I found nothing under the boards and other debris I flipped. I tried the amazing black rubber mat, under which I had found a large worm snake (Carphophis amoenus amoenus) three trips in a row, but this time the snake was gone. I did see some eggs floating in some of the larger puddles – I think they’re Fowler’s toad (Bufo fowleri) eggs, but I’m not sure. I’ll post the photos from the trip in a future post, and by then I hope I’ll have the eggs identified. After an hour and a half I went back to my car and started wandering. I ended up on a stretch of the Batona trail, where I was accompanied by some very persistent deerflies.

Even with the deerflies buzzing circles around me and biting my head, I stopped for the blueberries. The wild blueberries are really sweet and have a lot more flavor than you get in the store-bought blueberries. I had a fabulous time eating blueberries on an otherwise fruitless herping trip last August.
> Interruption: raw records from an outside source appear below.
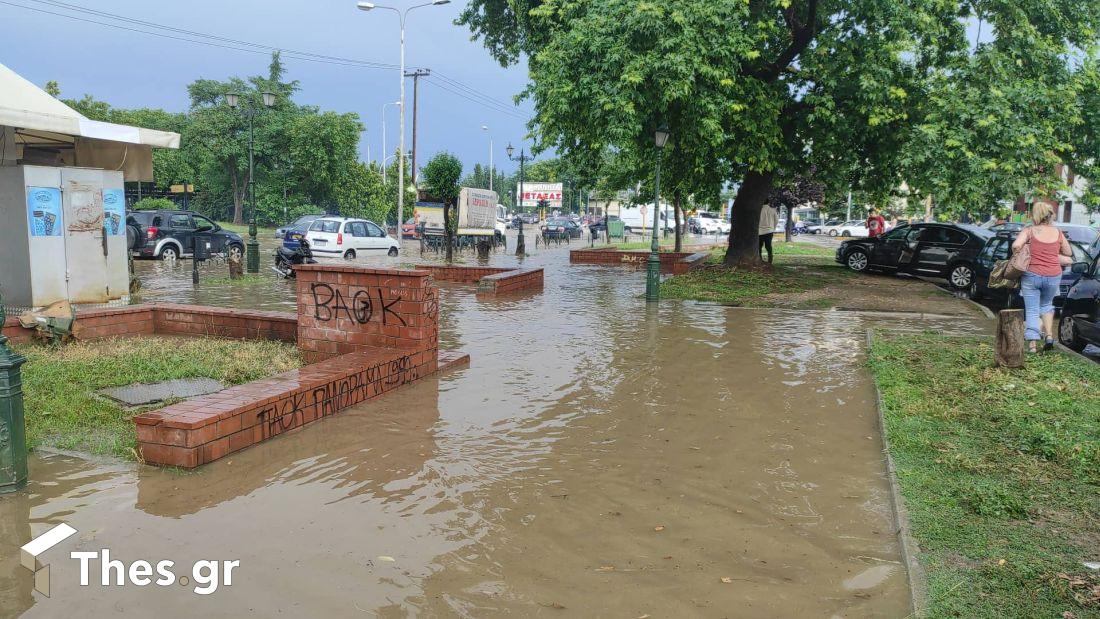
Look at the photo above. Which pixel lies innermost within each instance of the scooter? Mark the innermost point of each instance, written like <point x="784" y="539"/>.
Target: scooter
<point x="286" y="260"/>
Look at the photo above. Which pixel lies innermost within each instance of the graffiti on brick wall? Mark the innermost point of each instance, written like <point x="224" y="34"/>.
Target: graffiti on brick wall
<point x="336" y="396"/>
<point x="329" y="304"/>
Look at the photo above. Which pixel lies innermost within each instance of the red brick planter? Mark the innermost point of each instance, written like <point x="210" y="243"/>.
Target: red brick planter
<point x="671" y="262"/>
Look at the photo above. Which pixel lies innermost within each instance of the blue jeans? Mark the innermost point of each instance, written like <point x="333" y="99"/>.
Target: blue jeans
<point x="1038" y="293"/>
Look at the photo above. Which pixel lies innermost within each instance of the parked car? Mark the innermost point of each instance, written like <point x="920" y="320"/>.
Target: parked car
<point x="409" y="229"/>
<point x="1087" y="236"/>
<point x="999" y="249"/>
<point x="169" y="234"/>
<point x="1080" y="311"/>
<point x="854" y="228"/>
<point x="350" y="238"/>
<point x="712" y="223"/>
<point x="601" y="224"/>
<point x="300" y="224"/>
<point x="934" y="250"/>
<point x="561" y="227"/>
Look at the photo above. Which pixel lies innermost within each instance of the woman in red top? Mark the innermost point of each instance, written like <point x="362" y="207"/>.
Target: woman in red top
<point x="1040" y="284"/>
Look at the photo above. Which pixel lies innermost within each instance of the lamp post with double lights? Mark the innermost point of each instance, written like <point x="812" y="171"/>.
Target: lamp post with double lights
<point x="653" y="265"/>
<point x="400" y="76"/>
<point x="485" y="129"/>
<point x="520" y="250"/>
<point x="234" y="101"/>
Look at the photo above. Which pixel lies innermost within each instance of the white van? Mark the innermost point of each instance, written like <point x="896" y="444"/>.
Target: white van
<point x="633" y="218"/>
<point x="350" y="238"/>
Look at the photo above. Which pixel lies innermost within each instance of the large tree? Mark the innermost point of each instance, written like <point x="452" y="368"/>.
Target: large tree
<point x="751" y="87"/>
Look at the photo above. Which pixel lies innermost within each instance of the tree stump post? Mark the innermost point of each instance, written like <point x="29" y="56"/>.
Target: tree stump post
<point x="1010" y="339"/>
<point x="235" y="268"/>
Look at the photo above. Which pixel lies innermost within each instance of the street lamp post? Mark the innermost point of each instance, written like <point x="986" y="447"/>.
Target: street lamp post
<point x="12" y="429"/>
<point x="485" y="128"/>
<point x="653" y="266"/>
<point x="520" y="250"/>
<point x="250" y="112"/>
<point x="400" y="76"/>
<point x="385" y="154"/>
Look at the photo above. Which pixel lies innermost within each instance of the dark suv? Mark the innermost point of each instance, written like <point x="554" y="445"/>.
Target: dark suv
<point x="932" y="250"/>
<point x="171" y="234"/>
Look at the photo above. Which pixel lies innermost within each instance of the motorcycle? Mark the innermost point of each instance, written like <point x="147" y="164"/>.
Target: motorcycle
<point x="286" y="260"/>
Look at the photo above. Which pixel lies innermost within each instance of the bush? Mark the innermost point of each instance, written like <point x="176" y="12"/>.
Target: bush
<point x="153" y="205"/>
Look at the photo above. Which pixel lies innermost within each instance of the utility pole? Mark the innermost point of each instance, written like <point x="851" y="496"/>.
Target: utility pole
<point x="416" y="81"/>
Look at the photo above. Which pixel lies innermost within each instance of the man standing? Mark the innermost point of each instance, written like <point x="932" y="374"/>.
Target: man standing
<point x="876" y="224"/>
<point x="769" y="219"/>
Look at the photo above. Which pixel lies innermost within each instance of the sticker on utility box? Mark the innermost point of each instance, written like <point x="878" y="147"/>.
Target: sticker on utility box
<point x="114" y="211"/>
<point x="44" y="211"/>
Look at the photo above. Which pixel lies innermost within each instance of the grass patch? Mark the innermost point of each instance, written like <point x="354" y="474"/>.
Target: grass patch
<point x="242" y="229"/>
<point x="1000" y="471"/>
<point x="63" y="410"/>
<point x="796" y="268"/>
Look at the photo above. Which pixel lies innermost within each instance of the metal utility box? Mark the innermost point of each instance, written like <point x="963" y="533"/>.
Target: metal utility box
<point x="62" y="236"/>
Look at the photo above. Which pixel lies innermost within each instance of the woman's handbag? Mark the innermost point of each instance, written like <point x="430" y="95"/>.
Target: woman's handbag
<point x="1020" y="261"/>
<point x="997" y="278"/>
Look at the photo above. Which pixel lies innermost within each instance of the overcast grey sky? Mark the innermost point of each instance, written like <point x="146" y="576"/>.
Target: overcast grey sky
<point x="133" y="69"/>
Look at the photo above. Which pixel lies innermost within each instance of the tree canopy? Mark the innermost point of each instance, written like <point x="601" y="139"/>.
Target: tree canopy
<point x="869" y="94"/>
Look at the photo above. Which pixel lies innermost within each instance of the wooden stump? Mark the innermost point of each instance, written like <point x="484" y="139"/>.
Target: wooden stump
<point x="1010" y="339"/>
<point x="235" y="268"/>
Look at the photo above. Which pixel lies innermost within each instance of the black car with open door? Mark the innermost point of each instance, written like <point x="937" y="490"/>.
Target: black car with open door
<point x="1080" y="311"/>
<point x="934" y="250"/>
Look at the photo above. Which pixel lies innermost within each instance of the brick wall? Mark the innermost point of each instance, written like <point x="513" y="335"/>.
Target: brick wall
<point x="204" y="429"/>
<point x="510" y="282"/>
<point x="671" y="262"/>
<point x="460" y="274"/>
<point x="173" y="319"/>
<point x="345" y="308"/>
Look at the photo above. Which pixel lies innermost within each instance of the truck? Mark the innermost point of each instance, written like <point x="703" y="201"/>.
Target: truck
<point x="480" y="213"/>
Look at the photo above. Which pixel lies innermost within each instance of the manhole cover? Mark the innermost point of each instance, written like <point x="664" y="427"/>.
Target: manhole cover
<point x="138" y="395"/>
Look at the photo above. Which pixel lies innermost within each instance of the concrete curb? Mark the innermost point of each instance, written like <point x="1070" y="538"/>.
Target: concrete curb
<point x="914" y="573"/>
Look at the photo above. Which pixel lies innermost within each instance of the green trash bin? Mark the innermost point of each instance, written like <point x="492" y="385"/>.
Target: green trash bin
<point x="616" y="230"/>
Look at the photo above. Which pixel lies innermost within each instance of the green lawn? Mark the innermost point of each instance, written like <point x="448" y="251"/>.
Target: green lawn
<point x="798" y="267"/>
<point x="243" y="229"/>
<point x="64" y="411"/>
<point x="1000" y="471"/>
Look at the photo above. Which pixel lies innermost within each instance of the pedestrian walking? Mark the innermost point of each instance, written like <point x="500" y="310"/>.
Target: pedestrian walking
<point x="769" y="219"/>
<point x="1038" y="285"/>
<point x="876" y="224"/>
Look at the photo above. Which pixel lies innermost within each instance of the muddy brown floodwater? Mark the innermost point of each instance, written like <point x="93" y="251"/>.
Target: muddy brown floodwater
<point x="595" y="460"/>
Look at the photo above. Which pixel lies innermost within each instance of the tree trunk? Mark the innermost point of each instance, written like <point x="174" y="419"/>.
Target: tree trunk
<point x="448" y="235"/>
<point x="745" y="236"/>
<point x="675" y="212"/>
<point x="1010" y="339"/>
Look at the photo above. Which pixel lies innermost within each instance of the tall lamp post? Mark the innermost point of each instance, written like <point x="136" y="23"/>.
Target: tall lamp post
<point x="485" y="128"/>
<point x="250" y="112"/>
<point x="653" y="266"/>
<point x="520" y="250"/>
<point x="400" y="76"/>
<point x="12" y="429"/>
<point x="385" y="155"/>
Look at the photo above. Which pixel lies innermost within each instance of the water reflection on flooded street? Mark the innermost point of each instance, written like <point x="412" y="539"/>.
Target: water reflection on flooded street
<point x="595" y="460"/>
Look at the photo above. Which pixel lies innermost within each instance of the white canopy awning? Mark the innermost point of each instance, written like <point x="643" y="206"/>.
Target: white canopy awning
<point x="32" y="118"/>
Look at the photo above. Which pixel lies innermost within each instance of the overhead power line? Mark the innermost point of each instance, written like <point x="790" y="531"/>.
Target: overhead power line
<point x="153" y="29"/>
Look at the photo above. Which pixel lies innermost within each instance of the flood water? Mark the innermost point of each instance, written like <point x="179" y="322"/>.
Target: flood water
<point x="597" y="459"/>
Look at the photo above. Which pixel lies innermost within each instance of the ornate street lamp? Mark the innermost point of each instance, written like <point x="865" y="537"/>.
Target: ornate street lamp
<point x="253" y="245"/>
<point x="653" y="265"/>
<point x="12" y="429"/>
<point x="520" y="250"/>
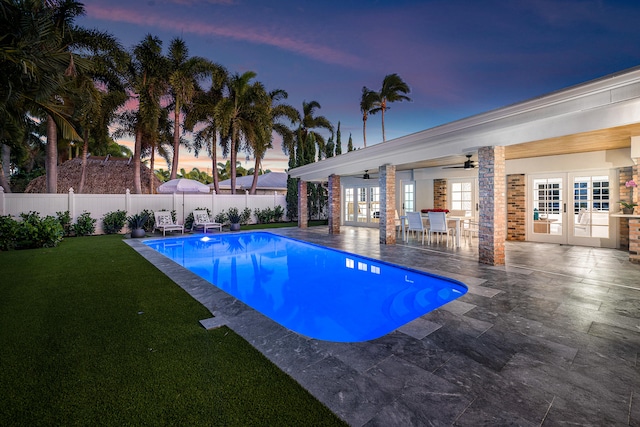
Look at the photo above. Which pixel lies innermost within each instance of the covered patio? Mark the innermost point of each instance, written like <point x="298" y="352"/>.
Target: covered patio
<point x="567" y="155"/>
<point x="551" y="338"/>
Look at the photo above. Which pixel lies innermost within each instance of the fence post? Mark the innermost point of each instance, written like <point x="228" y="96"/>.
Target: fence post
<point x="71" y="205"/>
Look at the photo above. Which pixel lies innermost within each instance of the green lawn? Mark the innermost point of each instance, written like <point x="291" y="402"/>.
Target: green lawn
<point x="92" y="334"/>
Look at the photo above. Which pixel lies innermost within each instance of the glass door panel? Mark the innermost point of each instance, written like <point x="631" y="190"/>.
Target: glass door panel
<point x="548" y="208"/>
<point x="349" y="210"/>
<point x="408" y="197"/>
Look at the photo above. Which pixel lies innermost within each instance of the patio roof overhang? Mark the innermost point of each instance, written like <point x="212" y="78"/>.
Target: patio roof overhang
<point x="601" y="114"/>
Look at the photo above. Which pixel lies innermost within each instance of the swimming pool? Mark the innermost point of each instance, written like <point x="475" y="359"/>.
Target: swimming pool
<point x="315" y="291"/>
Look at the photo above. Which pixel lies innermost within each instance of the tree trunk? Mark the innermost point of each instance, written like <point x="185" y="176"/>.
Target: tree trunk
<point x="176" y="142"/>
<point x="6" y="169"/>
<point x="234" y="156"/>
<point x="137" y="187"/>
<point x="85" y="151"/>
<point x="152" y="163"/>
<point x="51" y="162"/>
<point x="364" y="130"/>
<point x="214" y="173"/>
<point x="254" y="183"/>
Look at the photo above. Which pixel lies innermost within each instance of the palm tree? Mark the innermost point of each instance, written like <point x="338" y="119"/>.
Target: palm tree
<point x="202" y="110"/>
<point x="310" y="122"/>
<point x="367" y="102"/>
<point x="147" y="79"/>
<point x="238" y="115"/>
<point x="101" y="90"/>
<point x="393" y="89"/>
<point x="273" y="112"/>
<point x="37" y="65"/>
<point x="183" y="82"/>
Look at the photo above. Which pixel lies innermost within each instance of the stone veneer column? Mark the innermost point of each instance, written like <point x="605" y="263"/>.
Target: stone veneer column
<point x="387" y="204"/>
<point x="492" y="184"/>
<point x="516" y="207"/>
<point x="303" y="208"/>
<point x="439" y="194"/>
<point x="334" y="204"/>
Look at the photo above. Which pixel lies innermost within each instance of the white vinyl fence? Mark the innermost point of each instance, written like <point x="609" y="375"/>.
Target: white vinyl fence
<point x="99" y="204"/>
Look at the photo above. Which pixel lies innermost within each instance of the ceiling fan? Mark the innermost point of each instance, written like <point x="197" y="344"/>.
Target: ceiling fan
<point x="468" y="164"/>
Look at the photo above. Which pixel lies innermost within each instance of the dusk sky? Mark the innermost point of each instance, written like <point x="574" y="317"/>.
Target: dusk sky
<point x="460" y="57"/>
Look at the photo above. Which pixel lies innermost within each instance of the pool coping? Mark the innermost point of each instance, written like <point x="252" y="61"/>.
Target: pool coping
<point x="539" y="340"/>
<point x="321" y="367"/>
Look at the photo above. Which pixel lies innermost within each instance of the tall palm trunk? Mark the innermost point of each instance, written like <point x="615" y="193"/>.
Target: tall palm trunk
<point x="152" y="162"/>
<point x="382" y="108"/>
<point x="234" y="156"/>
<point x="137" y="186"/>
<point x="364" y="129"/>
<point x="6" y="170"/>
<point x="85" y="151"/>
<point x="256" y="170"/>
<point x="51" y="164"/>
<point x="214" y="169"/>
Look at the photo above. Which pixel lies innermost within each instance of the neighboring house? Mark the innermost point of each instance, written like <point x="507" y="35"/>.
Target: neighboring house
<point x="104" y="175"/>
<point x="551" y="159"/>
<point x="268" y="183"/>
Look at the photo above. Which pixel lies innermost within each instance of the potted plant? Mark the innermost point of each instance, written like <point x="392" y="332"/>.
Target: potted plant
<point x="627" y="207"/>
<point x="234" y="218"/>
<point x="136" y="224"/>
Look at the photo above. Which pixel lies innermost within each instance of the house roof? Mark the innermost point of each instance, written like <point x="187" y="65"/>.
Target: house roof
<point x="268" y="181"/>
<point x="597" y="115"/>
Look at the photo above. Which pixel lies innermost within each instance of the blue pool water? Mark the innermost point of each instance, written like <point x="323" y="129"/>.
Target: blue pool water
<point x="315" y="291"/>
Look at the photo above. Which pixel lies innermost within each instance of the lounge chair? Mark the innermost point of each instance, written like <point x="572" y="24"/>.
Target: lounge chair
<point x="201" y="219"/>
<point x="415" y="224"/>
<point x="164" y="222"/>
<point x="438" y="224"/>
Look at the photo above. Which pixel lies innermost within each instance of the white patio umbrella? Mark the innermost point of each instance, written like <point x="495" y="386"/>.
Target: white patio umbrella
<point x="183" y="185"/>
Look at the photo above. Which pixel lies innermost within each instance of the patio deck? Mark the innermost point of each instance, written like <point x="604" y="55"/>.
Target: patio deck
<point x="552" y="338"/>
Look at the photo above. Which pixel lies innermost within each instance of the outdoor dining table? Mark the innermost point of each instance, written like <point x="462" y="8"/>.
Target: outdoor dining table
<point x="457" y="219"/>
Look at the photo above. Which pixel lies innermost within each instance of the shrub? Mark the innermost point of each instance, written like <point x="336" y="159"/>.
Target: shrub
<point x="233" y="215"/>
<point x="188" y="221"/>
<point x="151" y="219"/>
<point x="35" y="232"/>
<point x="85" y="225"/>
<point x="65" y="221"/>
<point x="137" y="221"/>
<point x="8" y="231"/>
<point x="112" y="222"/>
<point x="221" y="218"/>
<point x="264" y="215"/>
<point x="245" y="216"/>
<point x="278" y="213"/>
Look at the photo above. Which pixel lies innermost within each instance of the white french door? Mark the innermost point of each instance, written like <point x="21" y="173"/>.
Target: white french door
<point x="408" y="197"/>
<point x="570" y="208"/>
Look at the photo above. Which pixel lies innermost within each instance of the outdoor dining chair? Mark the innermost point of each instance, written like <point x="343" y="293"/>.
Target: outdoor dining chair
<point x="164" y="222"/>
<point x="415" y="224"/>
<point x="438" y="224"/>
<point x="201" y="219"/>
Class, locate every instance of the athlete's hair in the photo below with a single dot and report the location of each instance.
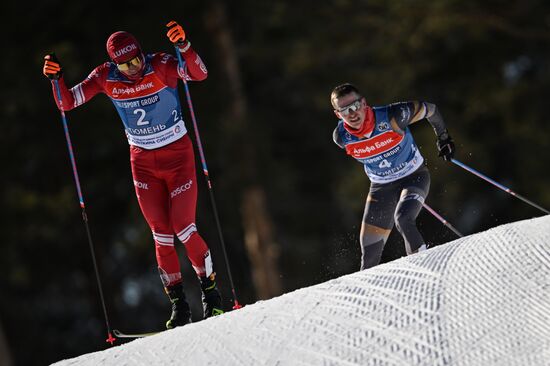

I quickly got over the horribly city-boy fear that they were not blueberries but rather some kind of poisonous berry that looked and tasted exactly like blueberries, and I gorged myself. I'm glad to see they're in season again.

I found a couple Fowler’s toads, got some photos of some green frogs (Rana clamitans melanota) in a puddle, and just after the biting flies had convinced me to turn around and head back the way I came (stopping frequently for more blueberries), I found a box turtle (Terrapene carolina carolina).

There might be nothing in the woods cuter than box turtles, and if you like them you had better enjoy the ones you see now, since they’re going extinct from habitat degradation and over-collection. Whatever you do, don’t take a box turtle home as a pet – they’re very hard to keep alive more than a year or two, and they’re going extinct partly because of all the people who take them home for pets. If you want one really bad, you can adopt one from a rescue or buy a hatchling from a reputable breeder.

Box turtles apparently can only find each other by sight. Thus they can only mate if they happen to run into each other. If too many get crushed by cars driving home to the new subdivision or if too many people take them for pets, population densities drop too low for enough males and females to find each other. Too few mate, too few eggs get laid, and the population spirals down to extinction.

You’ll still find the occasional adult crossing the road or in a puddle after a summer rain, but since they can live for more than thirty years, you’ll be seeing the last generation long after the population has been doomed. I don’t take pictures of every redback salamander or toad that I see – they’ll be around for a while – but I always take pictures of the box turtles.